Many of us live in a world with a lot of choices, sometimes an overwhelming number of choices. When we’re shut out from those choices, we feel deprived, as, indeed, we may be. But the sense of deprivation does not depart us even when we have lots of choices. Indeed, we adapt to having all those choices and can crave more, for one of the thing we learn in a world of lots of consumer choices is that more consumption is better.
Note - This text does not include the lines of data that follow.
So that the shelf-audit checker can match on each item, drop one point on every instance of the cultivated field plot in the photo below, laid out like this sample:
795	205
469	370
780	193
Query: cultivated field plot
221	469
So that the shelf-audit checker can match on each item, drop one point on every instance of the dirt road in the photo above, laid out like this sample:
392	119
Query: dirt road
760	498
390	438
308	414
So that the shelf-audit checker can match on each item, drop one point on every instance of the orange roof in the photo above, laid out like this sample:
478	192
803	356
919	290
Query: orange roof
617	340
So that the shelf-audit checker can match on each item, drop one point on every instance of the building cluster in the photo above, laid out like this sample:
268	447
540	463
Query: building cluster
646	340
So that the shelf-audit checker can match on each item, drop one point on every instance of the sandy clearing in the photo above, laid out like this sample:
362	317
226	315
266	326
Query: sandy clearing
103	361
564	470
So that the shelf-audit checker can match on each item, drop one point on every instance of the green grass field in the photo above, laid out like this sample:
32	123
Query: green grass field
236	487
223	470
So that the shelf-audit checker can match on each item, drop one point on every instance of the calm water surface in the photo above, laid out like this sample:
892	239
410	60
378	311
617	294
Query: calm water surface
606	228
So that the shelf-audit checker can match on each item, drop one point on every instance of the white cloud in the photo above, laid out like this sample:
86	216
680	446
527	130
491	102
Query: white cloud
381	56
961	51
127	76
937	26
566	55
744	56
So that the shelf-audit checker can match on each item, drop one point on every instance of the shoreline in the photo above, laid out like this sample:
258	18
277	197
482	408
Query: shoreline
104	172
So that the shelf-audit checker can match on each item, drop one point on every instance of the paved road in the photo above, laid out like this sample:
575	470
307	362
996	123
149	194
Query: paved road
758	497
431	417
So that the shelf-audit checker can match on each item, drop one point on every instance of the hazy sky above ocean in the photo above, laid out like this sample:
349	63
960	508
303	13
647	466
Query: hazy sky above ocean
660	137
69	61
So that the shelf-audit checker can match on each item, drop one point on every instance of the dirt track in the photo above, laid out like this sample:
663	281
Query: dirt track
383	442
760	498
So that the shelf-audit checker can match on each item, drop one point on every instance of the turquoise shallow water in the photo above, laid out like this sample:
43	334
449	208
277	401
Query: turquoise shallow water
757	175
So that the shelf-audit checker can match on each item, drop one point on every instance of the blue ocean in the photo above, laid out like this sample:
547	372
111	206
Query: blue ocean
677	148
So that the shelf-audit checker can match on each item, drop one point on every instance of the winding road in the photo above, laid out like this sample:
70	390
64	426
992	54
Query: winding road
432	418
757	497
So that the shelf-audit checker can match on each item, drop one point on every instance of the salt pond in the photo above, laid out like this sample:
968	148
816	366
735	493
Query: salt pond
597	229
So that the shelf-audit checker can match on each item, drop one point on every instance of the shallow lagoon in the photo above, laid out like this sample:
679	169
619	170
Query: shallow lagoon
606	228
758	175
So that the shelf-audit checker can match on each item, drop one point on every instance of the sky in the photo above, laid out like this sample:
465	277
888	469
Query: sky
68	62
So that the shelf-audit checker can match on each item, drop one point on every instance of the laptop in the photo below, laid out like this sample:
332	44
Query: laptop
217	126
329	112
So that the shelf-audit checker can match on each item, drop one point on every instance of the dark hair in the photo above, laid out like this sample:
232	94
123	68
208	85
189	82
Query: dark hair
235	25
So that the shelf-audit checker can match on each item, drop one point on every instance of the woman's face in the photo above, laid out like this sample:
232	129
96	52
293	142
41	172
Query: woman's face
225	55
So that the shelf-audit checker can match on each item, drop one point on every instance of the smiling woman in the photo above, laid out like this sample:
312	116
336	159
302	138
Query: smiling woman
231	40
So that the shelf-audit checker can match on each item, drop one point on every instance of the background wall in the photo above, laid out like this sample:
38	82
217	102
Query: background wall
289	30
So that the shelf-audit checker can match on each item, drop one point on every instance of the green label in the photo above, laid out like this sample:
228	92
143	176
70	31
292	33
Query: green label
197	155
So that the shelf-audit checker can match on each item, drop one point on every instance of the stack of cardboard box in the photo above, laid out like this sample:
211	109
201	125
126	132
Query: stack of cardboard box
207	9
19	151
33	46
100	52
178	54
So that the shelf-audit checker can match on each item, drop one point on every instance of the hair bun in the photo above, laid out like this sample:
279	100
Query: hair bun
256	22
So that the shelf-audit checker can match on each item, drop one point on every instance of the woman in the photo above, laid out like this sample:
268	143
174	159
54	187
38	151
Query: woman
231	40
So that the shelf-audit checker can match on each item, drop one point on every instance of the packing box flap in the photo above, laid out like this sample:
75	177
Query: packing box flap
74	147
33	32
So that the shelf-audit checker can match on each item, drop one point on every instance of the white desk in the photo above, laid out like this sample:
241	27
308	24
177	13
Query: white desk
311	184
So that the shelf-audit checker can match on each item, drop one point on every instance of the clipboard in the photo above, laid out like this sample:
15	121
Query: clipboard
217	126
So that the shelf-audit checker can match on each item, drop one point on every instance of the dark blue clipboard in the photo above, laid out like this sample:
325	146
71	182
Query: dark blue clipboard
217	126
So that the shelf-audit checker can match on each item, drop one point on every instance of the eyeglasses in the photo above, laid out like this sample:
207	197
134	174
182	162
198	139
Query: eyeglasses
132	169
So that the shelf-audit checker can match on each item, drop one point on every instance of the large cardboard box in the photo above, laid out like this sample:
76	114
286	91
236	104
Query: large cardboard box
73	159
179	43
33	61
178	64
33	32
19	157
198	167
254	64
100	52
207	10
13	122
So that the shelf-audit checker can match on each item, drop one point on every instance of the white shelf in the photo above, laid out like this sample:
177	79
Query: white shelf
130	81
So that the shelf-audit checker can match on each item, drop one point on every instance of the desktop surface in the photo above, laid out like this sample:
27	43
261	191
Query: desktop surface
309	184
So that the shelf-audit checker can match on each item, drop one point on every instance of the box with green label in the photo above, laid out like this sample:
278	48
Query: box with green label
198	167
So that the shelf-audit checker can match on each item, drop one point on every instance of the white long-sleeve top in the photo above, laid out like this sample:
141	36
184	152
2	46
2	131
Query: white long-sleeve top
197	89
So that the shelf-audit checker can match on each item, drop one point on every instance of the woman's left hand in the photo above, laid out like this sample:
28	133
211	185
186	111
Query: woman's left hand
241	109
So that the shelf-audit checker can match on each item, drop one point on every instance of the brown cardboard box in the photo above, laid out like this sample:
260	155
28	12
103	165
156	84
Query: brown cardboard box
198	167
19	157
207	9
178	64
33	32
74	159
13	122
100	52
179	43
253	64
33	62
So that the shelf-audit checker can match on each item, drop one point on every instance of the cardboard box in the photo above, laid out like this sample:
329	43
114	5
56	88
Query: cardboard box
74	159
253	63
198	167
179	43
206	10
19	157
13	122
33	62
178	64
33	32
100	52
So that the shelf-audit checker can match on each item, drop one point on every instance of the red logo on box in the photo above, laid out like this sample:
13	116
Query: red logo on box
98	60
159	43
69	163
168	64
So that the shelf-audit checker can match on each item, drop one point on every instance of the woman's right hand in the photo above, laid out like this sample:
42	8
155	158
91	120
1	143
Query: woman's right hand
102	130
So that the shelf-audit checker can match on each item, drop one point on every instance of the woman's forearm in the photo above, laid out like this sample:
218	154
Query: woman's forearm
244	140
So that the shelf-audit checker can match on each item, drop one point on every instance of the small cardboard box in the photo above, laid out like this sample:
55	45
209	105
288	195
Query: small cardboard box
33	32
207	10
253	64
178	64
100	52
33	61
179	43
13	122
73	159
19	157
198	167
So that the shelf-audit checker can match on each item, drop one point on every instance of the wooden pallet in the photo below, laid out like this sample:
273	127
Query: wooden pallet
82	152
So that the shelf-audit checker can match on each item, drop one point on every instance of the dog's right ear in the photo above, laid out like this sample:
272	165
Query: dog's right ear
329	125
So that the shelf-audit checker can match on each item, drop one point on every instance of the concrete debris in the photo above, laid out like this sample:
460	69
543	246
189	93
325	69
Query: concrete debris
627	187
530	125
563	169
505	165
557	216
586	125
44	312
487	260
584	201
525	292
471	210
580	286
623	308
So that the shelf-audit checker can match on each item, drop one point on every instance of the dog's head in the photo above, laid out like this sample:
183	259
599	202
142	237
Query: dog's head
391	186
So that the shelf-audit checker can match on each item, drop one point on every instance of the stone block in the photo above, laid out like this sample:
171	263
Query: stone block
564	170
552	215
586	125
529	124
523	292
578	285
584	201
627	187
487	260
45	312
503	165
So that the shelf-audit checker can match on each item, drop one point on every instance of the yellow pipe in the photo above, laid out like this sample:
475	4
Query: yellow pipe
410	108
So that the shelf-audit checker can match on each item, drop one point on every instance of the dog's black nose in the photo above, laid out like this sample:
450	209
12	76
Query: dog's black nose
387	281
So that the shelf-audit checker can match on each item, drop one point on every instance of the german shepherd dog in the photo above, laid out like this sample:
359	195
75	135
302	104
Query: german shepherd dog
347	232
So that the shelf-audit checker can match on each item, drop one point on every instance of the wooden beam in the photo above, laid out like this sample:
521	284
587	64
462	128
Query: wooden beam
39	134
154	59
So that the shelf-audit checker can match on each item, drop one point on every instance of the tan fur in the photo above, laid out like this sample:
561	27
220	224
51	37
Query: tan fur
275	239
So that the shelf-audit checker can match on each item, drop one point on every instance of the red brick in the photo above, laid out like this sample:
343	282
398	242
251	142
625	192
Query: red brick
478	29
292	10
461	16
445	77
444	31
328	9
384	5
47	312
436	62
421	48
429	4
Of course that is not always so. Religious values and spiritual practices of gratitude, generosity, mercy, care of the stranger, care for the earth, and love of the Holy recall us to the choices that matter most. More opportunities for generosity is not necessarily a good thing, for it can mean that there is great suffering and iniquity. But choosing generosity more often, as a habit of being, can be a good thing, adding to the world’s blessings and our own satisfaction, granting us another way to love the Holy, even if the generous acts we do might limit our consumptive choices. If they don’t limit our consumptive choices, how generous are those actions? What are we really giving?

Trained to consume, many of us have adapted to expecting more from our religious institutions and from each other. Because we can look forward to a new generation of computers or new fashions or new and improved whatevers, we learn to expect the same from each other. It is a terribly unmerciful and ungenerous adaptation. I know people trying to nurture healthy families and yet driven to work longer and longer hours because each year or each quarter they are expected to do more with less. Religious leaders have the same pressures, because we bring those expectations that we ourselves labor under to our religious institutions. We can expect more from each other, but a merciful and generous expecting isn’t quantitative in the items we produce, but qualitative: together, we learn to be more reverent, more loving, more generous, more forgiving, more kind.

“Take these things out of here! Stop making my Father’s house a marketplace!” Jesus tells us this week.

How are we treating our houses of study and prayer and mercy as part of the marketplace? How can we turn again, back to the Holy, back in generosity and mercy to a different way of being? We have been given the blessing of choices. How shall we choose reverence? It is a Lenten discipline for every day of the year.